Dr. Greenland and colleagues speculate that the strong relationship in our data between CRP levels measured at 30 days and subsequent vascular events might be due to residual confounding by the Killip class, peak creatine kinase level, and use or nonuse of early revascularization. In our study, we reported a relative risk of 1.8 for patients with a CRP level in the top quartile in a multivariate analysis adjusted for sex, smoking status, the presence or absence of diabetes, the presence or absence of a history of hypertension, body-mass index, achieved LDL cholesterol level, and assignment to antibiotic therapy or placebo (95 percent confidence interval, 1.2 to 2.7; P=0.003). After additional adjustment for the Killip class, peak level of creatine kinase, and use or nonuse of early revascularization, the relative risk was 1.9 (95 percent confidence interval, 1.3 to 2.9; P=0.004).
We cannot agree with Dr. Greenland and colleagues that the data reported by Kinjo et al. support a role of residual confounding, when that study showed a statistically significant, ninefold increase in the risk of death from cardiovascular causes among patients in stable condition after a myocardial infarction who had elevated levels of CRP, even after adjustment for usual risk factors and for use or nonuse of revascularization, Killip class, creatine kinase level, infarct location, and use or nonuse of adjunctive medical therapies.3 Moreover, in their discussion of the THROMBO study,4 in which CRP levels were a univariate but not multivariate predictor of recurrent events, Dr. Greenland and colleagues do not point out that in the same data set, the LDL cholesterol level was not predictive at all, even in univariate analyses.5 Thus, if it is concluded on the basis of the THROMBO study that CRP levels after myocardial infarction have little clinical utility, then it must also be concluded that there is no utility in measuring LDL cholesterol, a position at odds with all current recommendations6 and one we do not accept.
Paul M Ridker, M.D.
Christopher P. Cannon, M.D.
Eugene Braunwald, M.D.
Brigham and Women's Hospital
Boston, MA 02115
pridker@partners.org
References
Jialal I, Stein D, Balis D, Grundy SM, Adams-Huet B, Devaraj S. Effect of hydroxymethyl glutaryl coenzyme A reductase inhibitor therapy on high sensitive C-reactive protein levels. Circulation 2001;103:1933-1935.

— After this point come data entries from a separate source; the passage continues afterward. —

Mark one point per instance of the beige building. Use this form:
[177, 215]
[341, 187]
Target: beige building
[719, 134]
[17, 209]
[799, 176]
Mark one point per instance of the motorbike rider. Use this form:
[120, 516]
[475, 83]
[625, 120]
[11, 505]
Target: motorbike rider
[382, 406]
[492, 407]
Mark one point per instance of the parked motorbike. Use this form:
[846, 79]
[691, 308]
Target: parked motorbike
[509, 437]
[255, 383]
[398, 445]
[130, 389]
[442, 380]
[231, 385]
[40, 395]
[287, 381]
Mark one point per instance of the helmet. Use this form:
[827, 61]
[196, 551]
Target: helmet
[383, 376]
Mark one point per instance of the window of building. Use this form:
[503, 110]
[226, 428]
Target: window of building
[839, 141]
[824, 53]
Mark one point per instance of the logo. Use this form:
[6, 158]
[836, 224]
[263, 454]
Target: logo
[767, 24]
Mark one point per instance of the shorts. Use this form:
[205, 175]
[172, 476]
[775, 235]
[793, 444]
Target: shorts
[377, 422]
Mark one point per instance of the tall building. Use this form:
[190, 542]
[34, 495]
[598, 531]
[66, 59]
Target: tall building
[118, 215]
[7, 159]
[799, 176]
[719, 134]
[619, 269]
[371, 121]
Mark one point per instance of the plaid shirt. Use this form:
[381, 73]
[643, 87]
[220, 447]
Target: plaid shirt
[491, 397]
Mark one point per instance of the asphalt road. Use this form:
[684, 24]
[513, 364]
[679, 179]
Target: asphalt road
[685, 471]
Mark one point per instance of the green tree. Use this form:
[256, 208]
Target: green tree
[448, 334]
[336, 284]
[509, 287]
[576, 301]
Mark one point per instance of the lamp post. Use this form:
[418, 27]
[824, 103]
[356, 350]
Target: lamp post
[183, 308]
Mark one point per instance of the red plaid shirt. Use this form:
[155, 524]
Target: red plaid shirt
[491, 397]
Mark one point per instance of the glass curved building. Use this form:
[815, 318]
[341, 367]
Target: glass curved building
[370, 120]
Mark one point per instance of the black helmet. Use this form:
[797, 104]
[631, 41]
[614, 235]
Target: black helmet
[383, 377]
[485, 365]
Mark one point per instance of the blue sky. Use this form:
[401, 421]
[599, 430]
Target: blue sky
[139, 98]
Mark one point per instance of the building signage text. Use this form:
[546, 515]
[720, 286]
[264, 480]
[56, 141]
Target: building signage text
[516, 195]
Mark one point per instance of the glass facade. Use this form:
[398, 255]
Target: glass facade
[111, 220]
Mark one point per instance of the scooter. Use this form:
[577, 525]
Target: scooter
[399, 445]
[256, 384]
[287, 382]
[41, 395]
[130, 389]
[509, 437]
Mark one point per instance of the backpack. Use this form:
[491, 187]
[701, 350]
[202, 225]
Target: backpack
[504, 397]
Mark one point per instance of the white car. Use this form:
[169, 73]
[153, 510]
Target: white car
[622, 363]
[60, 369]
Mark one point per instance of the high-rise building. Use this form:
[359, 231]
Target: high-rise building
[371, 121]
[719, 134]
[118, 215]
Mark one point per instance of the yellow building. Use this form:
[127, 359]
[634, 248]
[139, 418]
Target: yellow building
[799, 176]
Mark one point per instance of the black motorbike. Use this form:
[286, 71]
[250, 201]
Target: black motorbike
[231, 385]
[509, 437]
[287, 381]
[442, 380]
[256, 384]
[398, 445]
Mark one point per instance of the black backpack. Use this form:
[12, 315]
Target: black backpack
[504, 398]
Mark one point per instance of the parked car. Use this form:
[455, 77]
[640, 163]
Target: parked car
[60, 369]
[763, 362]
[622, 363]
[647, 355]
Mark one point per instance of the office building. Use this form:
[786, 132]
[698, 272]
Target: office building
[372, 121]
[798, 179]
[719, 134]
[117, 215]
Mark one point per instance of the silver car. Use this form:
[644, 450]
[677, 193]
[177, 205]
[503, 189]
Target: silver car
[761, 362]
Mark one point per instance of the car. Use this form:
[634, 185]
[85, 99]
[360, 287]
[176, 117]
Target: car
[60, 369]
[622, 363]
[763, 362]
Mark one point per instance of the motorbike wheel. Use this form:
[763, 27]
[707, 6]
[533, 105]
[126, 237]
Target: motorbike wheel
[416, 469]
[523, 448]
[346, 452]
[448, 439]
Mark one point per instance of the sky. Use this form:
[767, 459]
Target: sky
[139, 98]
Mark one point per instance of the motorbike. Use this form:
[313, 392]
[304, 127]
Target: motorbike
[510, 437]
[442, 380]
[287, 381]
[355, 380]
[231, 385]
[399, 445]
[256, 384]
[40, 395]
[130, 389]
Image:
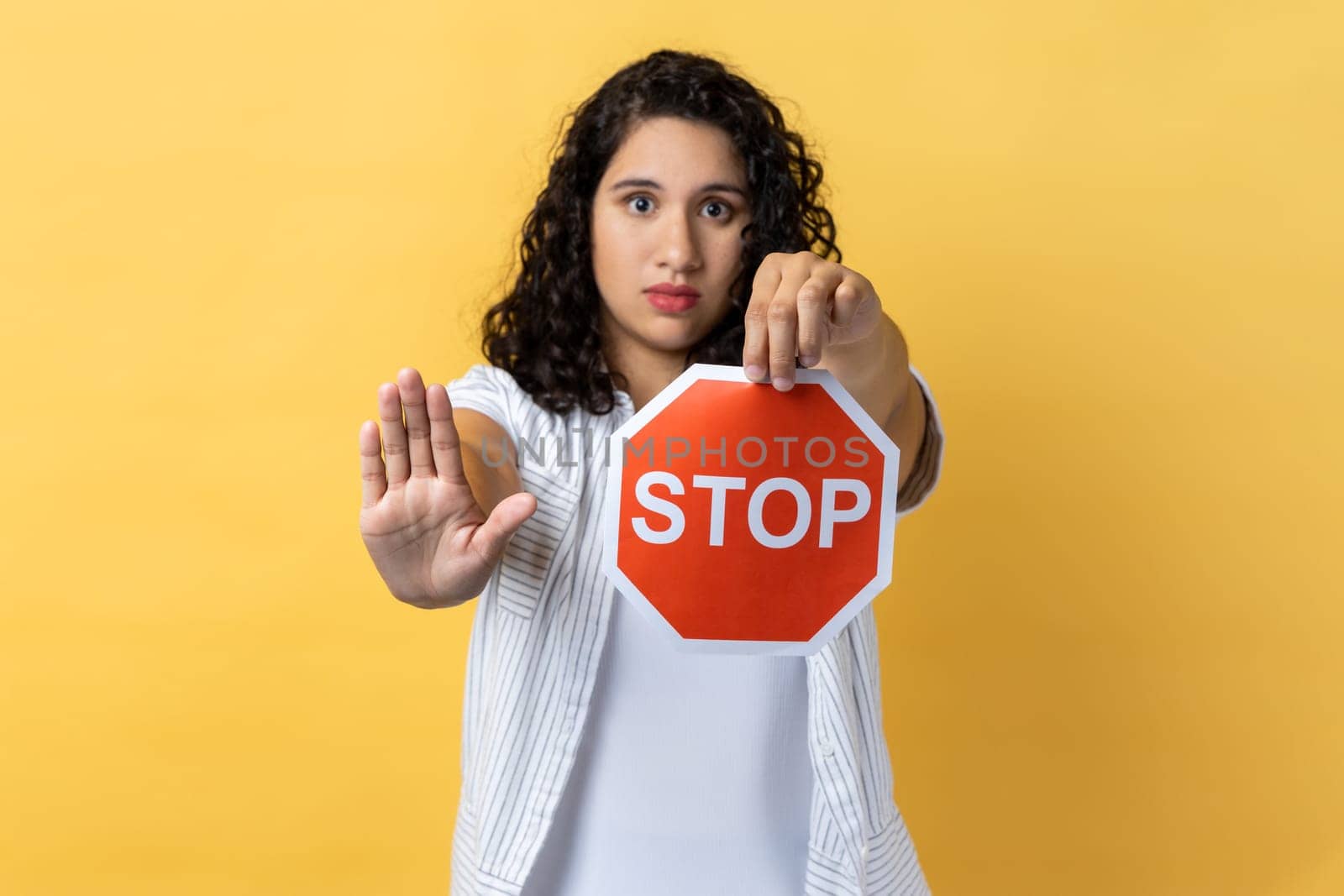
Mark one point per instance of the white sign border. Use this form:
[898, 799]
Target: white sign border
[612, 513]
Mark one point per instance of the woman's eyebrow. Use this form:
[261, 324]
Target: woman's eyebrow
[654, 184]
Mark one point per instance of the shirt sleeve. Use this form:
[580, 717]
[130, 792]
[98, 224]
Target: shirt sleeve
[927, 466]
[488, 390]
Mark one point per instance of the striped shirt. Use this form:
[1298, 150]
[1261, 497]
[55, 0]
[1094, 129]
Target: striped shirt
[535, 647]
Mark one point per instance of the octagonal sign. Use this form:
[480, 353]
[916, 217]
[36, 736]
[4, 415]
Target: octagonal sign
[741, 519]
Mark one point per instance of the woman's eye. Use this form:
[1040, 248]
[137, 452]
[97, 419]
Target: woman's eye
[723, 208]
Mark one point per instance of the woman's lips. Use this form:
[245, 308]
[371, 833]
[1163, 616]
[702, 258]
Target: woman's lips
[665, 297]
[669, 302]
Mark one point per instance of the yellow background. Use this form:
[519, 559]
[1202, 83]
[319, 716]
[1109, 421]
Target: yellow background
[1110, 231]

Ridker PM, Cook N. Clinical usefulness of very high and very low levels of C-reactive protein across the full range of Framingham risk scores. Circulation 2004;109:1955-1959.

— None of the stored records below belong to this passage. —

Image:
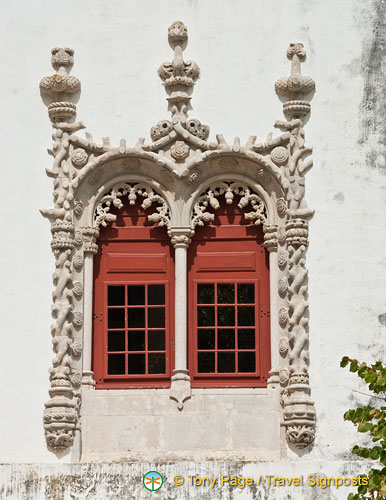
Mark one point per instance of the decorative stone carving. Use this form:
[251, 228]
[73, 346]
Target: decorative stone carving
[282, 316]
[270, 237]
[196, 128]
[281, 207]
[132, 191]
[179, 156]
[179, 151]
[283, 346]
[162, 129]
[79, 158]
[61, 85]
[279, 155]
[229, 190]
[77, 289]
[282, 286]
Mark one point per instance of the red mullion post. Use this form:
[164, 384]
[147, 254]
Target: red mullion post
[236, 306]
[126, 335]
[147, 329]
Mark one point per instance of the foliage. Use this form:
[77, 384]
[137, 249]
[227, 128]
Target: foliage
[373, 421]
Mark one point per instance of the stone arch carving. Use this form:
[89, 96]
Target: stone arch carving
[177, 169]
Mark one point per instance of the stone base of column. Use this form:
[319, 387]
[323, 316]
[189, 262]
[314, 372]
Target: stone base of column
[180, 389]
[88, 381]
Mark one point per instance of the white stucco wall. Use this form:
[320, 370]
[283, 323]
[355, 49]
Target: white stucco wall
[240, 48]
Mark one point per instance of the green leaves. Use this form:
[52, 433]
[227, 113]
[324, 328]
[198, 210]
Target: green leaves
[373, 421]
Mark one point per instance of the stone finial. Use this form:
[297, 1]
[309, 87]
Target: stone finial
[296, 85]
[61, 86]
[178, 76]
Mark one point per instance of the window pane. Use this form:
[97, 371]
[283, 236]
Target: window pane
[247, 362]
[135, 295]
[205, 362]
[156, 317]
[116, 341]
[136, 317]
[205, 316]
[205, 339]
[116, 318]
[136, 364]
[226, 362]
[226, 293]
[116, 295]
[246, 293]
[136, 340]
[226, 316]
[116, 364]
[156, 295]
[205, 293]
[226, 339]
[156, 340]
[246, 316]
[156, 362]
[246, 338]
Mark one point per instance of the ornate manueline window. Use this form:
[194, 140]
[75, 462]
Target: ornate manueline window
[132, 297]
[133, 318]
[228, 294]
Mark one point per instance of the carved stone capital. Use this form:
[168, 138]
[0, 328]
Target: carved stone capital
[270, 237]
[90, 236]
[297, 232]
[181, 237]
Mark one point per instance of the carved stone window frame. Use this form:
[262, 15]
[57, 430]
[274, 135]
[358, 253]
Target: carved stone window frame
[181, 175]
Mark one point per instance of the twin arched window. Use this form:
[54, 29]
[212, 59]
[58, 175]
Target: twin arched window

Kinjo K, Sato H, Ohnishi Y, et al. Impact of high-sensitivity C-reactive protein on predicting long-term mortality of acute myocardial infarction. Am J Cardiol 2003;91:931-935.

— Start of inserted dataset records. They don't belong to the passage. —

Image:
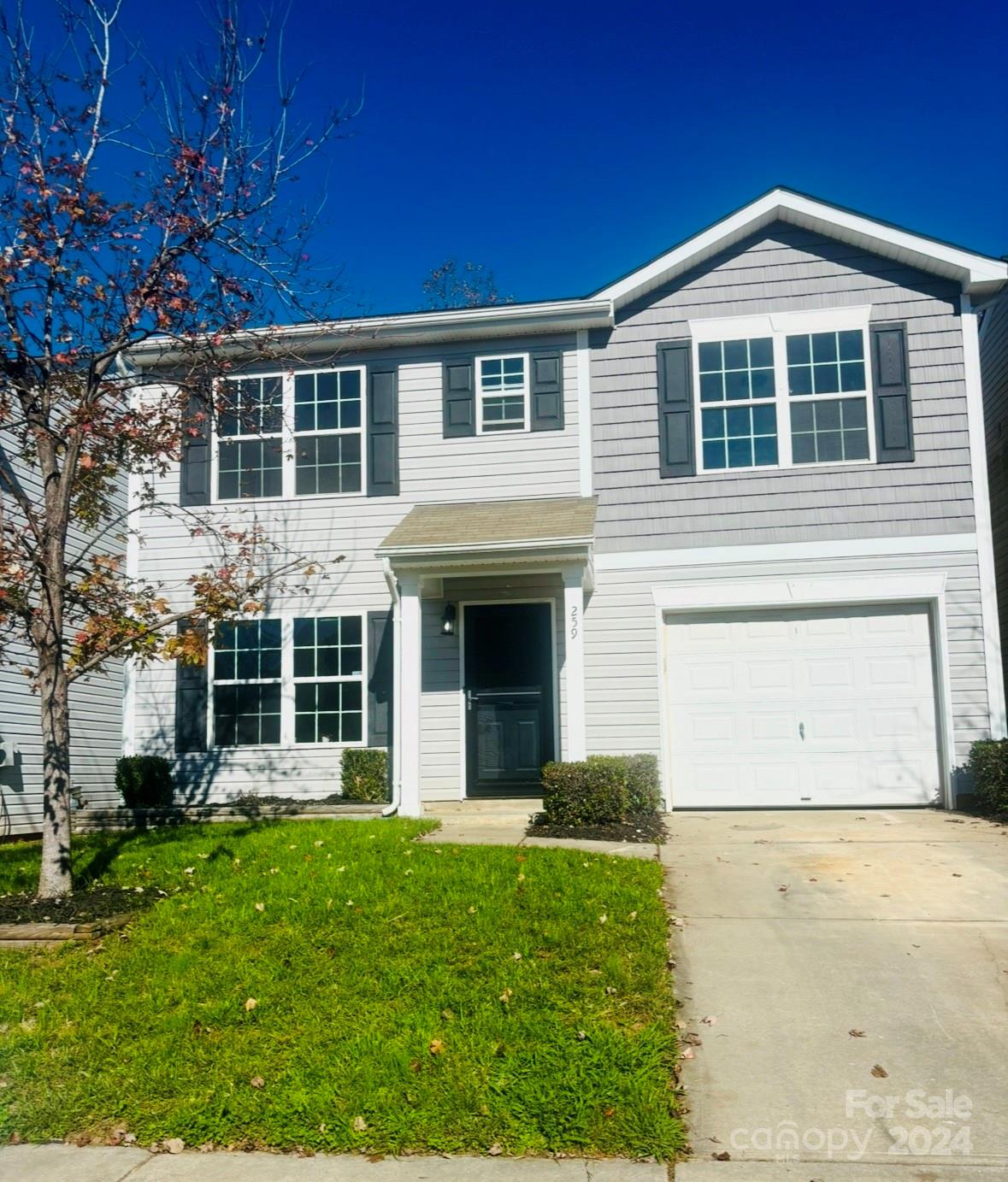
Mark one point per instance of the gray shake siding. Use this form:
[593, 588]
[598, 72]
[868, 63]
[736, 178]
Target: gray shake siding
[95, 715]
[782, 268]
[994, 368]
[432, 468]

Harb TS, Zareba W, Moss AJ, et al. Association of C-reactive protein and serum amyloid A with recurrent coronary events in stable patients after healing of acute myocardial infarction. Am J Cardiol 2002;89:216-221.
Moss AJ, Goldstein RE, Marder VJ, et al. Thrombogenic factors and recurrent coronary events. Circulation 1999;99:2517-2522.
Grundy SM, Cleeman JI, Merz CN, et al. Implications of recent clinical trials for the national Cholesterol Education Program Adult Treatment Panel III guidelines. Circulation 2004;110:227-239.